Plan B Needed for RAAF Combat Fleet

by Australian Security Policy Institute
May 16, 2011
in Air Force News
2 min read
0
Finland to Upgrade F-18 Hornet Fighter Aircraft
14
VIEWS

Australia needs a Plan B and even a Plan C to maintain air combat supremacy in the event of further delays in the new Joint Strike Fighter (JSF), a new study says.

Plan B, the “least bad” option, would involve extending the life of existing RAAF Hornet aircraft past 2020 while Plan C would involve buying additional Super Hornets on top of the 24 ordered to replace F-111s.

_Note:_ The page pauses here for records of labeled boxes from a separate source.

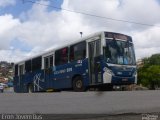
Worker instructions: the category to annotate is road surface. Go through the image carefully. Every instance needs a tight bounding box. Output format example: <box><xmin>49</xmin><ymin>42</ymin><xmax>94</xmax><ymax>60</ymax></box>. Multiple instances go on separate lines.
<box><xmin>0</xmin><ymin>90</ymin><xmax>160</xmax><ymax>117</ymax></box>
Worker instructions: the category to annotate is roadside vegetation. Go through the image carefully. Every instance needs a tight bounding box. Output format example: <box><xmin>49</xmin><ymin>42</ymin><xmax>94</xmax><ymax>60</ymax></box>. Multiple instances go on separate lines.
<box><xmin>138</xmin><ymin>54</ymin><xmax>160</xmax><ymax>90</ymax></box>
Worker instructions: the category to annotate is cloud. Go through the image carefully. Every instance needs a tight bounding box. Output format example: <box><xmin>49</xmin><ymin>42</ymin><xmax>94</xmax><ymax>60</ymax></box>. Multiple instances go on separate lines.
<box><xmin>0</xmin><ymin>14</ymin><xmax>20</xmax><ymax>49</ymax></box>
<box><xmin>133</xmin><ymin>24</ymin><xmax>160</xmax><ymax>59</ymax></box>
<box><xmin>0</xmin><ymin>0</ymin><xmax>160</xmax><ymax>61</ymax></box>
<box><xmin>0</xmin><ymin>0</ymin><xmax>16</xmax><ymax>7</ymax></box>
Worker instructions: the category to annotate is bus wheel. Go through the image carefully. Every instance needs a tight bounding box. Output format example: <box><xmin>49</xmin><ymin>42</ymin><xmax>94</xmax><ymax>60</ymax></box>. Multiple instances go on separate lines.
<box><xmin>73</xmin><ymin>76</ymin><xmax>85</xmax><ymax>92</ymax></box>
<box><xmin>28</xmin><ymin>84</ymin><xmax>34</xmax><ymax>93</ymax></box>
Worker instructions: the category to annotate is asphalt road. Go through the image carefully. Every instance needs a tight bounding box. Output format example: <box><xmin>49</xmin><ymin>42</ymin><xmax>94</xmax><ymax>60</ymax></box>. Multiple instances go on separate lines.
<box><xmin>0</xmin><ymin>90</ymin><xmax>160</xmax><ymax>115</ymax></box>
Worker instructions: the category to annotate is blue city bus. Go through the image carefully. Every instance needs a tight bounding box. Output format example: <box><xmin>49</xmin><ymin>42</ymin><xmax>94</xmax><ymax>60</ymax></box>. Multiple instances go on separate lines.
<box><xmin>14</xmin><ymin>31</ymin><xmax>137</xmax><ymax>93</ymax></box>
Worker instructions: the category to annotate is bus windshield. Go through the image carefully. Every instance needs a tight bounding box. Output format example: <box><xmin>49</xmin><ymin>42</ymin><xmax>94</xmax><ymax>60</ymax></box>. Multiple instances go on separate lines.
<box><xmin>104</xmin><ymin>39</ymin><xmax>136</xmax><ymax>65</ymax></box>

Australian Strategic Policy Institute analyst Andrew Davies said problems with the JSF program must be raising questions within defence and the government of another looming capability gap later this decade.

The Lockheed Martin F-35 Lightning JSF is an advanced stealth multi-role combat aircraft that will be the mainstay of US and allied air forces to around mid-century.

Australia will acquire up to 100 JSF aircraft in a deal worth up to $16 billion with the first due for delivery in 2014 and entry to service in 2018.

Delays in JSF development mean initial operational capability is now looking more like 2019-20, about the time classic Hornets, which entered service in the mid-1980s, are reaching retirement.

The government has argued that the JSF delivery schedule contains enough flexibility to account for delays but Dr Davies said the margins were becoming uncomfortably tight.

JSF, once billed as an affordable US$55 million aeroplane, is now looking more like a US$130 million aeroplane.

Dr Davies said cost was less of a problem for Australia than the delivery schedule.

“Schedule pressures mean that the ability of the RAAF to maintain its fleet of around 100 combat aircraft, the publicly-stated necessary number to maintain capability in the last few years of this decade, is now coming under question,” he said.

On the plus side, JSF is now well ahead in its flight test schedule and looks like being as stealthy as claimed.

Dr Davies said more of a concern was software, the bugbear of numerous high technology defence projects.

“Development is behind schedule and the latest re-plan has slipped each successive (software) delivery further out,” he said.

“The initial warfighting capability is scheduled for late 2013 and the full warfighting capability is now out to April 2016.”